To conduct a systematic review and meta-analysis to assess the efficacy, safety and tolerability of sodium-glucose co-transporter-2 inhibitors vs placebo as add-on therapy after metformin and dipeptidyl peptidase-4 inhibitor dual therapy in type 2 diabetes.
This systematic review was performed according to the Preferred Reporting Items for Systematic Reviews and Meta-Analyses guidelines (PROSPERO registration number: CRD42018099398). A search was conducted in the PubMed, www.clinicaltrials.gov and Cochrane Central Register of Controlled Trials databases for relevant randomized controlled trials up until 14 August 2020 that compared sodium-glucose co-transporter-2 inhibitors vs placebo as add-on therapy after metformin and dipeptidyl peptidase-4 inhibitor therapy. A random-effects model was used.
Six randomized controlled trials (1661 participants) met the inclusion criteria. Compared with placebo, sodium-glucose co-transporter-2 inhibitor treatment, as add-on to metformin and dipeptidyl peptidase-4 inhibitor therapy, was associated with a significant reduction in HbA1c level [mean difference -8 mmol/mol, 95% CI -10, -6 (-0.7%, 95% CI -0.9, -0.6); P < 0.00001], in fasting plasma glucose level [mean difference -1.70 mmol/l, 95% CI -1.91, -1.49; P <0.00001], in weight (mean difference -1.76 kg, 95% CI -2.04, -1.48; P <0.00001) and in blood pressure (systolic blood pressure: mean difference -3.6 mmHg, 95% CI -4.8, -2.4; P<0.00001; diastolic blood pressure: mean difference -1.5 mmHg; 95% CI -2.4, -0.6; P=0.002). Genital infections (odds ratio 7.37, 95% CI 3.06, 17.76; P <0.00001) were more common with sodium-glucose co-transporter-2 inhibitors, but there was no significant statistical difference in urinary tract infections (odds ratio 1.16, 95% CI 0.63, 2.13; P=0.64), in hypoglycaemia (odds ratio 1.36, 95% CI 0.61, 3.04; P = 0.45), or in discontinuation rates due to adverse events (odds ratio 1.52, 95% CI 0.78, 2.97; P=0.22) between the two groups.

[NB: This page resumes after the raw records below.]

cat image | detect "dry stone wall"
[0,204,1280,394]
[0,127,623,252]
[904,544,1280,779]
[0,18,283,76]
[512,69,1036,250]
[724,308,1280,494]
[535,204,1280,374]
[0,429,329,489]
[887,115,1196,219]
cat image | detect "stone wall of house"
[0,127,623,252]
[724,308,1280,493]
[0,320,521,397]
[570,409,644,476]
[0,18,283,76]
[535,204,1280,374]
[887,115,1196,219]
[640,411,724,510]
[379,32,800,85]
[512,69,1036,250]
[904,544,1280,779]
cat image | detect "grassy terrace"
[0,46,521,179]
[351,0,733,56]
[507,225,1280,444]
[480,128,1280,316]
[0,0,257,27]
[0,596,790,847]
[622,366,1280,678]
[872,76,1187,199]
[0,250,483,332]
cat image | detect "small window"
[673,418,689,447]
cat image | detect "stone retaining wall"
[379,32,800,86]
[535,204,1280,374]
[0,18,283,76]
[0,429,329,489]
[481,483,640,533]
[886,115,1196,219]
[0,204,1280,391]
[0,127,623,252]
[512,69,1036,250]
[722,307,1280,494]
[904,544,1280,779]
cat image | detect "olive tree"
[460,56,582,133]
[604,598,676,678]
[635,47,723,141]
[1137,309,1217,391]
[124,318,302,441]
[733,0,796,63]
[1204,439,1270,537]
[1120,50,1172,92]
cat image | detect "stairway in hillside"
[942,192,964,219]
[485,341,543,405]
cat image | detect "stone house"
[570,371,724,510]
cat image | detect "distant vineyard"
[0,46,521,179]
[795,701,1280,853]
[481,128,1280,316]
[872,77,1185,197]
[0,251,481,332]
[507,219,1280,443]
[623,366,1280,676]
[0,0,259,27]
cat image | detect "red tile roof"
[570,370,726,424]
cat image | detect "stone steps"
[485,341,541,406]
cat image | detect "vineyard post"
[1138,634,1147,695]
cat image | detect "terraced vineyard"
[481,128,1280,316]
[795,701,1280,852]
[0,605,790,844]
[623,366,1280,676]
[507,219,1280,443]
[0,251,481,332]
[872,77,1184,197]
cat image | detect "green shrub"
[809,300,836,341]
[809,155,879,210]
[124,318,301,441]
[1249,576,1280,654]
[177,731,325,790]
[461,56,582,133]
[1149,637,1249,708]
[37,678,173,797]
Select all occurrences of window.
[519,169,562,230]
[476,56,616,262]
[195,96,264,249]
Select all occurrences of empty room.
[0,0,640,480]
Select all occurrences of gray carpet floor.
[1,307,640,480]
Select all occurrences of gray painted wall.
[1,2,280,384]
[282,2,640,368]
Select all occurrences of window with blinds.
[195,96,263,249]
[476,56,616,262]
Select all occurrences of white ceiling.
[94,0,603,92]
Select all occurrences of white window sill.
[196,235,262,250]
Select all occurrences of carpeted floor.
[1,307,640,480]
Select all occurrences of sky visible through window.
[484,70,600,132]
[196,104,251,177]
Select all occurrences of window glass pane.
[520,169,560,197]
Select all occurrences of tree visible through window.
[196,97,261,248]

In comparison with placebo, add-on therapy with a sodium-glucose co-transporter-2 inhibitor is significantly more efficacious in lowering HbA1c , fasting plasma glucose and weight in people with type 2 diabetes following inadequate glycaemic control with metformin and a dipeptidyl peptidase-4 inhibitor. The rate of discontinuation due to adverse events was similar despite higher risk of genital infections.